Noninvasive Identification of Hypotension Using Convolutional-Deconvolutional Networks

High-frequency identification of a patient’s hypotensive state allows for early notification of adverse events and long-term trends. Risks of complications such as heart attack, acute kidney injury, and mortality increase with duration of hypotension during surgery, and a hypotensive state can affect the appropriate medication choices and dosages for congestive heart failure patients. Current methods for identifying hypotension are based on blood pressure cuff measurements, which are low-frequency and must be manually collected, or catheterized blood pressure sensors, which are invasive, painful, and not necessarily usable for the youngest and smallest neonatal patients.This paper explores the potential of replacing the high-frequency hypotensive state produced by the invasive arterial catheter with a high-frequency projection from a fusion of multiple noninvasive sensors.

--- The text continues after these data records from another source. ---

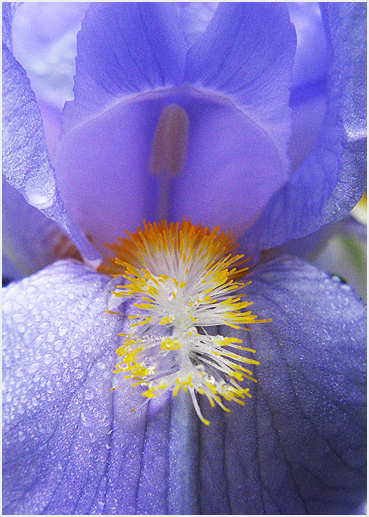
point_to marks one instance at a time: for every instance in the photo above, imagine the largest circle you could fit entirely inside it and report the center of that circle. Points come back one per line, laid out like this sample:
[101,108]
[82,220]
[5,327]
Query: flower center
[183,280]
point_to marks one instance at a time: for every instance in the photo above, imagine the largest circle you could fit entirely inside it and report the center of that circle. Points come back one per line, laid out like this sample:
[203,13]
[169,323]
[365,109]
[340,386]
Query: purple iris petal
[239,120]
[26,163]
[246,53]
[124,49]
[332,178]
[29,238]
[45,43]
[71,446]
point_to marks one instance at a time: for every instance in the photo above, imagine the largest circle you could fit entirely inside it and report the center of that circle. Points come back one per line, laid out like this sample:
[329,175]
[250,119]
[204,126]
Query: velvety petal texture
[332,178]
[26,163]
[30,240]
[125,49]
[133,61]
[45,43]
[247,54]
[73,446]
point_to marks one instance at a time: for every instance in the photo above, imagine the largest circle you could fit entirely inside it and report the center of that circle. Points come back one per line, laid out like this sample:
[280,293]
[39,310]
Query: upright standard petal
[298,446]
[238,116]
[72,446]
[332,178]
[124,49]
[26,163]
[246,53]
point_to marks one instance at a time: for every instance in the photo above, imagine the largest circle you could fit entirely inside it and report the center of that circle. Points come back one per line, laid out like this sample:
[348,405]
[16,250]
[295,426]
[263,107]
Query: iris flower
[218,115]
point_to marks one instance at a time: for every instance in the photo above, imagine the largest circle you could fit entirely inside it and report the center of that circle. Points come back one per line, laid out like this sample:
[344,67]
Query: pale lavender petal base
[71,446]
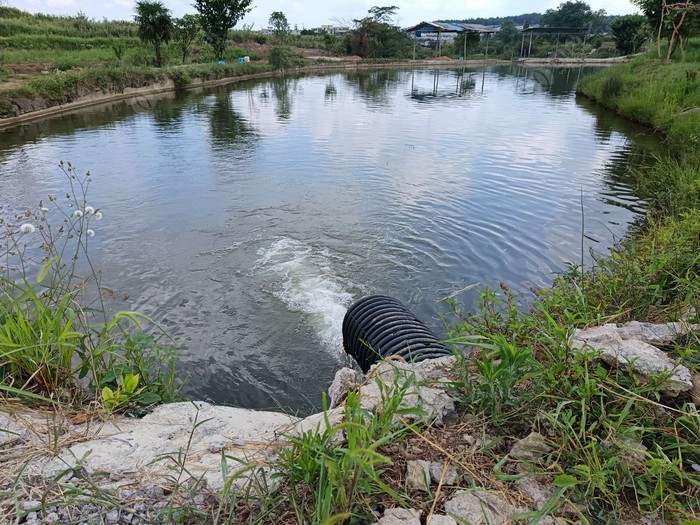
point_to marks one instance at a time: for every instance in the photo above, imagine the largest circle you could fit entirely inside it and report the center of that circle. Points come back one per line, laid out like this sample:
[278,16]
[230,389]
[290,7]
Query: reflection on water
[246,219]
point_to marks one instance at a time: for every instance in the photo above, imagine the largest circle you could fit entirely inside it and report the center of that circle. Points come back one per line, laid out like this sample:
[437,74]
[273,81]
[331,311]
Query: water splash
[303,278]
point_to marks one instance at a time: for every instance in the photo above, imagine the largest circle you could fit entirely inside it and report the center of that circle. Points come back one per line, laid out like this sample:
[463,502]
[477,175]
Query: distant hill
[531,18]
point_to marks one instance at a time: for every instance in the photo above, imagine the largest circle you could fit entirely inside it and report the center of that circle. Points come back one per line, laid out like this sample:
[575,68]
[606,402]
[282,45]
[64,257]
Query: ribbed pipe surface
[378,326]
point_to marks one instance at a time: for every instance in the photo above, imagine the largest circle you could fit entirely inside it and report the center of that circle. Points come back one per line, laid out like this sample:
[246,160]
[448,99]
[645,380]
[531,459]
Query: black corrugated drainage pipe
[378,326]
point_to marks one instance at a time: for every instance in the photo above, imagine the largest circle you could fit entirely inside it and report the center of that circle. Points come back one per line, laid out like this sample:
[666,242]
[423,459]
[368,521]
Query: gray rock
[632,452]
[30,504]
[397,516]
[655,334]
[549,520]
[418,475]
[451,475]
[531,448]
[538,492]
[433,399]
[215,447]
[344,381]
[479,507]
[441,519]
[617,346]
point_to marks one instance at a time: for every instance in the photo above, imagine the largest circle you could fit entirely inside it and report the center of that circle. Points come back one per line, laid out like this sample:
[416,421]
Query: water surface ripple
[246,219]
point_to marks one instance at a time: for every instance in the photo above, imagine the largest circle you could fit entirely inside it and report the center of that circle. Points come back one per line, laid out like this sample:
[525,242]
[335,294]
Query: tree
[508,34]
[186,30]
[472,41]
[155,25]
[280,26]
[569,14]
[630,32]
[384,14]
[675,21]
[218,16]
[374,36]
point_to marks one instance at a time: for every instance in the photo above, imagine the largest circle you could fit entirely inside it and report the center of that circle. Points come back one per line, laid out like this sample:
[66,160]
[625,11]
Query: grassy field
[522,373]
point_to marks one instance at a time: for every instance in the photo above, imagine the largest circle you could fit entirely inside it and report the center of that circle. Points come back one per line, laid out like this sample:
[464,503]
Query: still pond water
[246,219]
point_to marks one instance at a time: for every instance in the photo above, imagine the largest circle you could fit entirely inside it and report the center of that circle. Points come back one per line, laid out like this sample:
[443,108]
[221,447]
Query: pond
[246,219]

These noninvasive sensors are available for a large majority of hospital patients, and have a lower risk of adverse effects ranging from patient discomfort to site infection. In addition, using multiple sensor inputs and a robust model allows for higher-reliability identification than single-sensor architectures.Our results demonstrate that by using a single flexible convolutional-deconvolutional neural network architecture, a patient’s hypotensive state may be reconstructed from any combination of the input sensor channels, with fidelity increasing in the number of available inputs.